Confesso que, ao me defrontar com o
poeta pela primeira vez, fiquei um pouco desconcertado com a
sua ostensiva empolgação de noviço na arte
literária. Mas, ao percorrer os densos volumes de sua obra poética,
não me foi difícil compreender que aquela empolgação
se fundamentava na convicção de quem acabou de
decifrar os enigmas cruciais de um destino talhado para as peripécias
da poesia.
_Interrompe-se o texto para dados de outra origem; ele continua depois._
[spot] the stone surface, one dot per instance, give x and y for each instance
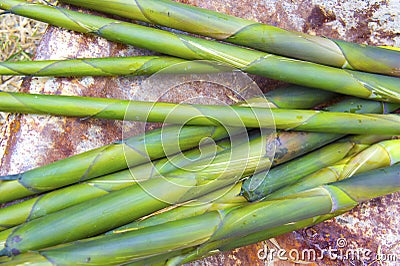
(28, 141)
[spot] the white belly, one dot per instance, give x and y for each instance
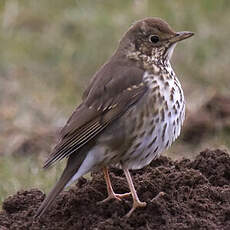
(163, 123)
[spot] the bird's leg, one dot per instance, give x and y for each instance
(111, 193)
(136, 202)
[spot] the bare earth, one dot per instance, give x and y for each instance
(196, 196)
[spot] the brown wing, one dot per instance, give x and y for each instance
(105, 101)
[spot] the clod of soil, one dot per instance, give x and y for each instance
(196, 195)
(199, 124)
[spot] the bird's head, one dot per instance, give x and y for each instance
(152, 37)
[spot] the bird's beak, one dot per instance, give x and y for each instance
(179, 36)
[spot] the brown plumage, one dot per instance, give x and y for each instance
(124, 119)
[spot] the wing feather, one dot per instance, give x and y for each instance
(96, 113)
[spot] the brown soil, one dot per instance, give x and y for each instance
(200, 124)
(196, 196)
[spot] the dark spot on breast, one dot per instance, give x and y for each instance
(151, 130)
(166, 106)
(162, 114)
(164, 130)
(177, 121)
(152, 142)
(155, 149)
(137, 145)
(166, 85)
(142, 134)
(155, 88)
(167, 144)
(147, 155)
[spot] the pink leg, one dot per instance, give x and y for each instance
(136, 202)
(111, 193)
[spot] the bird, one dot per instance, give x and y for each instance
(132, 110)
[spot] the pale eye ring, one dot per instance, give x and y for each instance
(154, 38)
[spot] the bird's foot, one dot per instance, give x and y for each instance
(114, 196)
(136, 204)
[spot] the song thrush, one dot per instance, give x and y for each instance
(132, 110)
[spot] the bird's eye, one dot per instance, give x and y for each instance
(154, 38)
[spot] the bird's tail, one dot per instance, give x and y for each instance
(71, 169)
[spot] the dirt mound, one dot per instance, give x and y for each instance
(200, 125)
(196, 196)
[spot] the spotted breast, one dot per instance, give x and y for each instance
(158, 122)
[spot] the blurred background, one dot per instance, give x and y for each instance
(50, 49)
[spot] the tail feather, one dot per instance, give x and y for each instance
(65, 178)
(72, 167)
De outro modo, não se compreende que um homem
dedicado às atividades comerciais, envolvido com todas
as implicações inerentes a essa forma de vida,
passasse, de repente, a produzir uma interminável constelação
de poemas, como que tomado de um furor poético, e como
se os tivesse guardado, durante todo esse tempo, nos subterrâneos
da alma e do coração.
Importa assinalar que Soares Feitosa
é uma pessoa versada em línguas antigas e modernas,
delas fazendo uso permanente na urdidura de seus poemas, que
nem por isso deixam de transitar descontraidamente pelo universo
encantado dos repentistas nordestinos, desses cantadores anônimos
que se encarregam de predicar o imaginário popular, que
falam de amor e de política, e que celebram as coisas
simples da vida com a mesma ternura e a mesma irreverência
de seus antecessores gregos.
Outro dado importante a analisar, na
escritura poética de Soares Feitosa, é a extraordinária
familiaridade do poeta com a linguagem sofisticada da informática.
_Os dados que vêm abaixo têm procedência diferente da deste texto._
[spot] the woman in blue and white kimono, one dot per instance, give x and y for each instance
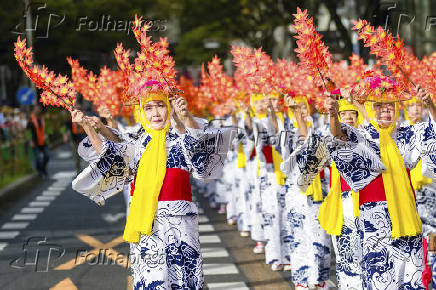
(274, 212)
(376, 161)
(425, 188)
(339, 212)
(304, 156)
(162, 226)
(245, 176)
(257, 129)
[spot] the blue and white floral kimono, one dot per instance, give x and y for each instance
(309, 243)
(387, 263)
(263, 175)
(170, 257)
(275, 224)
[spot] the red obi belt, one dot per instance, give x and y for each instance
(176, 186)
(267, 152)
(375, 191)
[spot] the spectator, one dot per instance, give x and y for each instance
(36, 125)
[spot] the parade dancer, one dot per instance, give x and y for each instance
(304, 156)
(163, 220)
(339, 212)
(257, 130)
(376, 161)
(274, 211)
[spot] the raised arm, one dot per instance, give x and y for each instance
(272, 116)
(183, 113)
(296, 110)
(79, 118)
(332, 106)
(424, 95)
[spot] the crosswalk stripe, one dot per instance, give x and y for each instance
(2, 246)
(56, 188)
(9, 235)
(206, 228)
(210, 239)
(23, 217)
(214, 252)
(15, 226)
(203, 219)
(64, 175)
(45, 197)
(39, 203)
(227, 285)
(51, 193)
(32, 210)
(219, 269)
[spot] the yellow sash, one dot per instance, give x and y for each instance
(149, 179)
(399, 194)
(331, 214)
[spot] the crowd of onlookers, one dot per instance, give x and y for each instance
(20, 148)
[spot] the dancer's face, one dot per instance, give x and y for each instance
(384, 113)
(276, 104)
(156, 112)
(414, 112)
(304, 111)
(259, 106)
(348, 117)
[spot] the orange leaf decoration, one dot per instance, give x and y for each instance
(57, 89)
(152, 69)
(313, 54)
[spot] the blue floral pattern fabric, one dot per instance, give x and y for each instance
(170, 257)
(388, 263)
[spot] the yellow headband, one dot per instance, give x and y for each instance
(275, 95)
(152, 97)
(344, 105)
(369, 107)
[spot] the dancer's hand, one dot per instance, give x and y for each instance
(331, 104)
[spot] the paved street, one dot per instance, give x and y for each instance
(78, 244)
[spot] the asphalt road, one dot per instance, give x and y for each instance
(54, 238)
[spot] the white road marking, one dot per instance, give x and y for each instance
(64, 175)
(214, 252)
(64, 155)
(210, 239)
(32, 210)
(51, 193)
(15, 226)
(219, 269)
(57, 188)
(39, 203)
(228, 285)
(206, 228)
(8, 235)
(45, 198)
(203, 219)
(24, 217)
(2, 246)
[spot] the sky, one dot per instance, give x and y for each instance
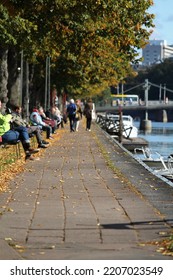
(163, 10)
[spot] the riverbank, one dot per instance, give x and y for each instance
(86, 198)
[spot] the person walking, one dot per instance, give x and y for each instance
(88, 114)
(36, 120)
(78, 116)
(71, 112)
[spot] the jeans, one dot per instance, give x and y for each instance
(88, 123)
(23, 134)
(10, 136)
(72, 122)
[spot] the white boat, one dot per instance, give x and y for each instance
(151, 158)
(167, 169)
(128, 128)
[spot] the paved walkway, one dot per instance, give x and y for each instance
(73, 205)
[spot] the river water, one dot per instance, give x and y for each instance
(160, 138)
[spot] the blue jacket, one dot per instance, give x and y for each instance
(71, 109)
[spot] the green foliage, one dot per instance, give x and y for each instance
(158, 74)
(91, 43)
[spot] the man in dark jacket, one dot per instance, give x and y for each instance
(18, 122)
(71, 112)
(88, 114)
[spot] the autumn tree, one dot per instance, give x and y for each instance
(91, 43)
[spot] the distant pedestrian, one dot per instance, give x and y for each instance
(88, 114)
(78, 116)
(71, 112)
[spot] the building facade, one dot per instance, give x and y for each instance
(156, 51)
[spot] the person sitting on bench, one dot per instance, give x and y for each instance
(10, 136)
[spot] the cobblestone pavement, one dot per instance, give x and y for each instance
(86, 198)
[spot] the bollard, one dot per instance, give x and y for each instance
(146, 125)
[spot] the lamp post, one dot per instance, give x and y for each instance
(146, 124)
(21, 78)
(47, 84)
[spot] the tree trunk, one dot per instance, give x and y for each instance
(14, 79)
(3, 74)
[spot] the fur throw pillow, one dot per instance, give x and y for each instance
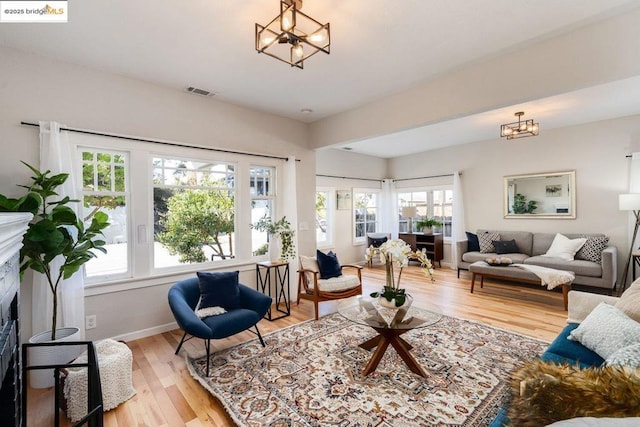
(543, 393)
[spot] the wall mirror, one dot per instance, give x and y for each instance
(540, 195)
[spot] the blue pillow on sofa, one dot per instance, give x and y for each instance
(219, 289)
(473, 245)
(328, 265)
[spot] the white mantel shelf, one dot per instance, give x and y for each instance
(12, 226)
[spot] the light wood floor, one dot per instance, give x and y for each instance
(168, 396)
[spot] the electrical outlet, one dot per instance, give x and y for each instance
(90, 322)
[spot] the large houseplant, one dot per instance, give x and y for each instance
(55, 231)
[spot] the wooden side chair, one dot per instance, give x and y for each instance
(312, 287)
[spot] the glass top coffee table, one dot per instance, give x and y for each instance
(389, 324)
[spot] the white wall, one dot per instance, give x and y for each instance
(596, 54)
(352, 165)
(596, 151)
(35, 88)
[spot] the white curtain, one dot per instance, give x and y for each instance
(389, 211)
(291, 209)
(56, 155)
(458, 226)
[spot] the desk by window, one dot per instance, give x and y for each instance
(274, 276)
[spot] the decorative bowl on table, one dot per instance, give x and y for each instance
(499, 261)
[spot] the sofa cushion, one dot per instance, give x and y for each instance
(564, 248)
(473, 245)
(606, 330)
(580, 268)
(524, 239)
(486, 242)
(563, 350)
(219, 289)
(477, 256)
(336, 284)
(506, 247)
(629, 301)
(328, 264)
(592, 248)
(627, 356)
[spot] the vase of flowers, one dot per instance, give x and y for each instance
(396, 254)
(281, 243)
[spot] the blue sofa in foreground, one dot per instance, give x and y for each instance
(575, 357)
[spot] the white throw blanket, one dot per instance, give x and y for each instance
(548, 276)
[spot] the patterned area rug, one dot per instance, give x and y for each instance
(309, 375)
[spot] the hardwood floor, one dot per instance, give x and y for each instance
(168, 396)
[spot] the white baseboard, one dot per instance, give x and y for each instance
(143, 333)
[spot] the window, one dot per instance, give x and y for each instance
(172, 209)
(365, 214)
(194, 211)
(324, 217)
(436, 203)
(262, 192)
(104, 187)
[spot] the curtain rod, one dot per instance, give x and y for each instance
(349, 177)
(426, 177)
(172, 144)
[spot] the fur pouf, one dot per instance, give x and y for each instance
(544, 393)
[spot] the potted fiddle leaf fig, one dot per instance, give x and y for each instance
(55, 232)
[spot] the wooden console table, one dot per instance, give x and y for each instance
(431, 243)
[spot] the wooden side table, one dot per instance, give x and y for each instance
(275, 275)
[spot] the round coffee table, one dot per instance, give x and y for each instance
(389, 324)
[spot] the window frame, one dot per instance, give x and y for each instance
(78, 165)
(359, 240)
(330, 217)
(429, 191)
(142, 272)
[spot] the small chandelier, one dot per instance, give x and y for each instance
(519, 129)
(292, 36)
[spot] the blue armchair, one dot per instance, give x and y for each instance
(183, 299)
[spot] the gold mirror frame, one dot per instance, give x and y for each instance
(554, 194)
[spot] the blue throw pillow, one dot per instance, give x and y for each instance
(328, 265)
(219, 289)
(473, 245)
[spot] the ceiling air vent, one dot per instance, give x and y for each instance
(198, 91)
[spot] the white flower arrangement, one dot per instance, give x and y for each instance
(396, 253)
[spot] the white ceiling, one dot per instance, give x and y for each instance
(378, 48)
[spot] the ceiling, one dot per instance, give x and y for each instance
(378, 48)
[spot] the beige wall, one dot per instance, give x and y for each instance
(35, 88)
(596, 54)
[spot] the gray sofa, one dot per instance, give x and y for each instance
(532, 245)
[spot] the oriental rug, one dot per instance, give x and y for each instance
(310, 375)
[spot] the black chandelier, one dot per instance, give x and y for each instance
(292, 36)
(519, 129)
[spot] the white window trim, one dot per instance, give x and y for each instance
(331, 200)
(359, 241)
(428, 189)
(140, 208)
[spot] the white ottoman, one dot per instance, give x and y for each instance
(115, 363)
Conhecedor dos mistérios e das infinitas possibilidades
do computador, faz uso de uma vasta gama de símbolos gráficos
na elaboração de seus textos poéticos, de tal
sorte que o desenho estrutural de seus poemas adquire uma beleza
visual que, por si só, já constitui um privilégio
para o leitor sensível às fulgurações
da arte pictórica.
O poeta Soares Feitosa costuma acrescentar
numerosas notas explicativas sobre o conteúdo alusivo
de seus poemas. Essas explicações podem, eventualmente,
parecer uma exibição desnecessária de eruditismo
por parte do autor. Mas a verdade é que essas notas são
de importância fundamental para o leitor compreender o alcance
e o significado de alguns poemas; além de mostrarem que
a poesia não é de ontem nem de hoje, mas de todos
os tempos e de todas as latitudes, e que ao longo dos anos e
dos séculos, como que se forma uma cadeia de signos e
de estrofes, ligando o homem de agora ao primitivo homem das
trevas.
De resto, é louvar a raça,
o fôlego e o calibre deste poeta fogoso, que arremete e
esbraveja à semelhança desses garanhões que
desembestam nos descampados nordestinos, quando as primeiras chuvas
pincelam de verde a terra estorricada pelos intermináveis
verões.
Salmo 151, Femina, Uma Canção
Distante, Thiago e Talvez Outro Salmo: verifico que seu tônus
poético continua altíssimo. O belo poema Femina,
que já li tantas vezes tem a beleza e o fascínio de um
canto salomônico. O poema Thiago é uma celebração,
em grande estilo, do velho bardo amazônico, mas também
empreende uma viagem lírica pelas terras do velho e ensolarado
Ceará, com Gerardo Mello Mourão de permeio.
O Salmo 151, com fortes ressonâncias
bíblicas, me agrada plenamente. Talvez Outro Salmo mostra,
entre tantas coisas, "que somente o verbo é brasa pura,
disparada contra os teus pequenos, Senhor"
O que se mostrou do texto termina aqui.